Now, a similar conspiracy theory is emerging in left-wing e-mail postings. The people around Bush, they say, knew the attack was coming and let it happen because that would make Bush a popular wartime president. There were plenty of warnings, they say. The British, the Germans, the Russians all told us what might happen. The FBI in Minneapolis warned of Arabs wanting to learn to fly planes without bothering to know how to take off or land. The FBI was warned by the flight school that planes could be used as bombs. Using the same logic as the Pearl Harbor conspiracy theory, Washington must have known what would happen. Why didn't they stop it?

I don't believe this stuff any more than I believed the Pearl Harbor conspiracy theories. Roosevelt was not about to sacrifice the Pacific fleet to get us into a war. Bush was not about to sacrifice several thousand lives to increase his ratings. One has to be really sick to believe such things. The people around Bush might be mean enough to steal an election, but they are not, no more than Roosevelt's aides long ago, monsters. In both cases there were plenty of warnings and lots of bureaucratic incompetence. Stupidity explains a lot more than conspiracy.

That said, it is also true that the president and his staff and allies are using the World Trade Center disaster to push their right-wing agenda. To fight terrorists, the United States must transfer more of the national wealth to the rich, erode the Bill of Rights, permit the president to hide his documents, elect Republicans to Congress in the fall and not investigate the connections between the White House and the Enron stench. Anyone who questions aspects of the so-called war on terrorism is as bad as the terrorists themselves. Americans must support their president, right or wrong. Then go sing "God Bless America."

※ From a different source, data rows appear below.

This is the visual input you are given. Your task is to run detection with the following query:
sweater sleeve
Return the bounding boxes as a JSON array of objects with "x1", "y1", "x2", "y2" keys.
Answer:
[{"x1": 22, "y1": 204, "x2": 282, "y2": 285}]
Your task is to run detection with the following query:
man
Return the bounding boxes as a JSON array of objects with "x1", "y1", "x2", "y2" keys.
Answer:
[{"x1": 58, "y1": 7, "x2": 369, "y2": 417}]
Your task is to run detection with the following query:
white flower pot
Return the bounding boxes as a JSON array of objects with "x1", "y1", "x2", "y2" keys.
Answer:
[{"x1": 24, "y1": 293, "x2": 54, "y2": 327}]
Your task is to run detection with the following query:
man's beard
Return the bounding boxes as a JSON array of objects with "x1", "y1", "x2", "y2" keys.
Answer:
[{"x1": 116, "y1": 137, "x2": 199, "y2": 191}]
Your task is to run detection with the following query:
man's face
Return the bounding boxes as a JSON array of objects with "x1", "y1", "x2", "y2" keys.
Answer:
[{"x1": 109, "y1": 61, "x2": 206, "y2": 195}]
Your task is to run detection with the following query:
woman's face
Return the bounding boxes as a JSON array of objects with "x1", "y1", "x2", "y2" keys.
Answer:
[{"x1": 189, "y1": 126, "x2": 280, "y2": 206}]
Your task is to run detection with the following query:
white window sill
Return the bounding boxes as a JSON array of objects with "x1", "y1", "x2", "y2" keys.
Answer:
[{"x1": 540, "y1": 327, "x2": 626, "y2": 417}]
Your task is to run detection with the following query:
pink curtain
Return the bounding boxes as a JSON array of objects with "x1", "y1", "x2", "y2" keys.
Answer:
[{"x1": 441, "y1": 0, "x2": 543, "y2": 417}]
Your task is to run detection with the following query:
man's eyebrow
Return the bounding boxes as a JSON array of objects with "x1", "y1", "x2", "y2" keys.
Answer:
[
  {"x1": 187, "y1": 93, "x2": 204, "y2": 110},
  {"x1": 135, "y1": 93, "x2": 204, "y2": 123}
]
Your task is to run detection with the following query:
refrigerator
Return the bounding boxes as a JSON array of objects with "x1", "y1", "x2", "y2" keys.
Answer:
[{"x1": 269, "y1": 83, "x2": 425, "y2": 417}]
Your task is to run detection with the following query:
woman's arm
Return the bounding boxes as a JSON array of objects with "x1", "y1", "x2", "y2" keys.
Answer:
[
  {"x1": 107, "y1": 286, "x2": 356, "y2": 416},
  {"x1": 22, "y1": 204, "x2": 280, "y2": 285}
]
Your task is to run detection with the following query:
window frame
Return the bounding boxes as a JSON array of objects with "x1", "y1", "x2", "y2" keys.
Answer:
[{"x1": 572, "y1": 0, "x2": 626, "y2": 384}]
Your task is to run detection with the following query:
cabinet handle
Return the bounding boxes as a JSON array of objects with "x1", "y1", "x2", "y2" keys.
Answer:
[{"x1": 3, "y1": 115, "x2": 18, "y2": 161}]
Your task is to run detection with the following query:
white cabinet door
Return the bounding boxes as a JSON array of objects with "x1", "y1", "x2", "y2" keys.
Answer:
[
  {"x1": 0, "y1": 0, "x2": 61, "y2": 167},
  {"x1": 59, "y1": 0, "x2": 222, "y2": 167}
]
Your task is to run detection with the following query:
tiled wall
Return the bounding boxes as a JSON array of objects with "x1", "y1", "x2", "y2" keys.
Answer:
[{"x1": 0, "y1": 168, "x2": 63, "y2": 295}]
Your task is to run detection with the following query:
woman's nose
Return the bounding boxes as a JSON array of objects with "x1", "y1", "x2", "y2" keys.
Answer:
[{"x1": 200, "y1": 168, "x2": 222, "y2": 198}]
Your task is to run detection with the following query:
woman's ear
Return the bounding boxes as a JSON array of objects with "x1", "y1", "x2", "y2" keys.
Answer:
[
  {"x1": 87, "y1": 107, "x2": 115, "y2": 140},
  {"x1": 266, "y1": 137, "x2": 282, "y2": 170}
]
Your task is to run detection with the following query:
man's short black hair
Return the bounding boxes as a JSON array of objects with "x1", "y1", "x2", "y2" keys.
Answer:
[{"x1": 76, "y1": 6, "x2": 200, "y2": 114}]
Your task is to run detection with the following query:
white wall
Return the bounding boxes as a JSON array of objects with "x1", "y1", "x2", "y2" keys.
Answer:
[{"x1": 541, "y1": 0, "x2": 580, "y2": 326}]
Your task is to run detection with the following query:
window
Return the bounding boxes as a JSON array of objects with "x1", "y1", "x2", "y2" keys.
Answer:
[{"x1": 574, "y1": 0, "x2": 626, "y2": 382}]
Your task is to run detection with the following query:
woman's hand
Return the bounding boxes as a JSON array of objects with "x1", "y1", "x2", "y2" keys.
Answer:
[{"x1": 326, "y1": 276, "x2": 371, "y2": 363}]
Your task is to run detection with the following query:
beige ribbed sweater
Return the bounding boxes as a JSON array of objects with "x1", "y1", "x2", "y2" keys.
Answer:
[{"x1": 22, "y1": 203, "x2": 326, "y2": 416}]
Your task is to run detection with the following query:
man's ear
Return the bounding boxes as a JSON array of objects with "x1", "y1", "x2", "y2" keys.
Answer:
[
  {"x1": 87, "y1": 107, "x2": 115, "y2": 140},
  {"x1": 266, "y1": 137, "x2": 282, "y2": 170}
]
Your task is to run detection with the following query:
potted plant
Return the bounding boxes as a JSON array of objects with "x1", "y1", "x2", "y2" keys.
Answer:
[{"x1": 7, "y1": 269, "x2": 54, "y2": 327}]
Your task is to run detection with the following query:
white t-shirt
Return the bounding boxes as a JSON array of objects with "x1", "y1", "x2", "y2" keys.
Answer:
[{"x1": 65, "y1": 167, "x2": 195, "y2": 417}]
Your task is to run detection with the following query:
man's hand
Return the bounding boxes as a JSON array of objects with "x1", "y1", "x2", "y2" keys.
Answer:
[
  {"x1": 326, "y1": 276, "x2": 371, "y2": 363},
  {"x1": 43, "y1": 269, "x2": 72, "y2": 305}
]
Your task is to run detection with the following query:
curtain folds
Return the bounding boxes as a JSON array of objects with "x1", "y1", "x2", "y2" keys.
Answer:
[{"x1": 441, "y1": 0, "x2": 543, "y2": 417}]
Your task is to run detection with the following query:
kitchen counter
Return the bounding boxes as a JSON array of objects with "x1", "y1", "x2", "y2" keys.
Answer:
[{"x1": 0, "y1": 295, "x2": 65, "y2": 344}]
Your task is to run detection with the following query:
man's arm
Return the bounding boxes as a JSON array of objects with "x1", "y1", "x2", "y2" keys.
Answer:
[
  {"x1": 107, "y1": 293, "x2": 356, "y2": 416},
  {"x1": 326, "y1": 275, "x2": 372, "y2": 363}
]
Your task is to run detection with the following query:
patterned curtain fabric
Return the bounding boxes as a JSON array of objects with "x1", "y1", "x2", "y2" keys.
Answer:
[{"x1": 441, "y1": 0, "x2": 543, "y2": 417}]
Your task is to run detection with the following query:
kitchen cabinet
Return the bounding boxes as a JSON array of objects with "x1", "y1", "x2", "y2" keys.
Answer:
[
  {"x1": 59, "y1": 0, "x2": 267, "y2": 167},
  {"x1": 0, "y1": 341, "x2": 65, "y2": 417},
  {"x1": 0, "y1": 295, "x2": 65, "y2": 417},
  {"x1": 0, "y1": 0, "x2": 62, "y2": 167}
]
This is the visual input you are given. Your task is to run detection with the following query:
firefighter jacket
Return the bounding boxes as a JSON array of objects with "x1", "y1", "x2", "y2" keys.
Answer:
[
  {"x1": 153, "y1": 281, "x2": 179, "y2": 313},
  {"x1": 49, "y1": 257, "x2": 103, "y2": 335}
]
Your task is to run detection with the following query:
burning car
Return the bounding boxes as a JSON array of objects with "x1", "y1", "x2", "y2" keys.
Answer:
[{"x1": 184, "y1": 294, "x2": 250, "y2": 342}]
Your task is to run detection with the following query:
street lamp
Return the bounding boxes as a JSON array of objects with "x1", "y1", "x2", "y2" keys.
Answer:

Bush's bellicose State of the Union speech is a perfect example of using terrorism as a technique for demanding support for his whole agenda. Unless North Korea, Iran and Iraq shape up, we'll go after them, too. Loud applause from Congress and from the American people still in the grip of war fever. Nuke 'em all.

When other countries expressed some concern about these threats, the president--on a tour to stir up more war fever--warned the rest of the world that it had better shape up, too, and decide whether it is on our side or on the other side.

The difficulty with this approach is it can have only a short-term payoff, absent any more terrorist attacks (the prospect of which seems to delight the secretary of defense). If the struggle to reduce terrorism must be a long-term effort, and there's no reason to think it will not be, the country needs something more than injections of jingoistic fever. It needs more and better intelligence of the sort that would have taken seriously the Minneapolis warning, as well as a calm and rational population. Such a style, however, will not elect a Republican Congress in November.